Genel olarak genel bütçeye, il özel idareleri, belediye ve köylere ait vergi resim ve harçlarla benzeri mali yükümlülükler ve bunlara ilişkin zam ve cezalar ile tarifeler dolayısıyla ortaya çıkacak uyuşmazlıklar vergi davasının konusunu oluşturmaktadır. Kamu alacağının tahsiline ilişkin uygulamalarda vergi davasının konusunu oluşturabilir.Vergi davaları bu gelirlerin aslını olduğu kadar bunlara ilişkin ceza ve zamları da
kapsamaktadır.
Vergi Usul Kanununun 378. maddesine göre vergi mahkemesinde dava açabilmek için verginin tarh edilebilmesi, cezanın kesilmesi, takdir komisyonu kararlarının tebliğ edilmiş olması ve kesinti yoluyla alınan vergilerde de istihkak sahiplerine ödemenin yapılmış ve ödeme yapan tarafından verginin kesilmiş olması
gerekmektedir. Beyana dayanan tarhiyatlarda ise mükellef ihtirazi kayıtla beyanname verme ile tarhiyattaki hatalar dışında dava açamaz.
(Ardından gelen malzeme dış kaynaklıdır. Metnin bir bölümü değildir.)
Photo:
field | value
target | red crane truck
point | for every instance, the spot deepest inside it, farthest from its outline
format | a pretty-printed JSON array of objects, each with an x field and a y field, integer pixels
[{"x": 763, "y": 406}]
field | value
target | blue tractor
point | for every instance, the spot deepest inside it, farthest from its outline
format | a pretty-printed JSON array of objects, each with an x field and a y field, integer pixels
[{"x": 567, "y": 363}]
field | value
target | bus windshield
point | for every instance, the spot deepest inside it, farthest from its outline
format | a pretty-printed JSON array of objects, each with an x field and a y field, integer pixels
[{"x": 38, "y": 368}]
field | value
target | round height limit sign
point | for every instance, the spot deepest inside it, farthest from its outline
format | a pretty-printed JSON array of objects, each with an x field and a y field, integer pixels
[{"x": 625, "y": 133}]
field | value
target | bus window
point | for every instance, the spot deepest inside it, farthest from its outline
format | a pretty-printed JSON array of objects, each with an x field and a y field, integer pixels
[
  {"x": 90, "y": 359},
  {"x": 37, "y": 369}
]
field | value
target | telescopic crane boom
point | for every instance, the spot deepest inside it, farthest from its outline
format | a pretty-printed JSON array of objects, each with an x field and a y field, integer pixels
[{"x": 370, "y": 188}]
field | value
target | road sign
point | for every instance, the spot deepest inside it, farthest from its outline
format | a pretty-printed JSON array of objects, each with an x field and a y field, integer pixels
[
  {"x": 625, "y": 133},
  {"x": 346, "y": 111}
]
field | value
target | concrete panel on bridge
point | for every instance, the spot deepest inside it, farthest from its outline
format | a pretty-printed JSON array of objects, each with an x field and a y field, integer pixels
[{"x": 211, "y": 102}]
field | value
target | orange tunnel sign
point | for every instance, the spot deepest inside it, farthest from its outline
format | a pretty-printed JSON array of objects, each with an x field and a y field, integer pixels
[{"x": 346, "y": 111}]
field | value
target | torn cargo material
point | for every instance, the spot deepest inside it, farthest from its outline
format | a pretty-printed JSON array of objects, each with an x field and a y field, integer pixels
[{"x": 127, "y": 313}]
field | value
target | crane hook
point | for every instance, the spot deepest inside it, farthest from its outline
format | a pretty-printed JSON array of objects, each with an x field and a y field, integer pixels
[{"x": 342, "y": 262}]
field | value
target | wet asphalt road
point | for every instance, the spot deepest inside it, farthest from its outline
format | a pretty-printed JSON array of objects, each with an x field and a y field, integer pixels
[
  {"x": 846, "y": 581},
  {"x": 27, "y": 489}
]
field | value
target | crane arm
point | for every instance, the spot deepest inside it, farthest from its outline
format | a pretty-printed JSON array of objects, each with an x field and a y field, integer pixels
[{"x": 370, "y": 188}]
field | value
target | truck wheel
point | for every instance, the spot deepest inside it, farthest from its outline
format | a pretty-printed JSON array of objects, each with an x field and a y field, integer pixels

Diğer bir husus ise ilke olarak mükellef takdir komisyonu kararlarına karşı değil bu karara dayanılarak salınan vergiye karşı dava açabilmektedir (Özbalcı, 1982: 76-77). Vergi Usul Kanunu’nun 378. maddesinde belirtilen bu haller dışında 2577 ve 6183 sayılı kanunlarda yer alan hükümler dolayısıyla yine bazı hususlar dava konusu yapılabilmektedir. Bunlar 6183 sayılı kanunda yer alan mükelleflere tebliğ edilen ödeme emirleri ile ihtiyati haciz ve ihtiyati tahakkuk halleridir (2576 s. K. md. 13 ve 6183 s.K, md. 13, 58).
Bakanlar kurulunun tüzük ve kararnameleri ile maliye bakanlığının yönetmelik ve tebliğleri gibi objektif işlemler dava konusu olabileceği gibi yine idarenin bazı subjektif işlemleri de dava konusu olabilmektedir.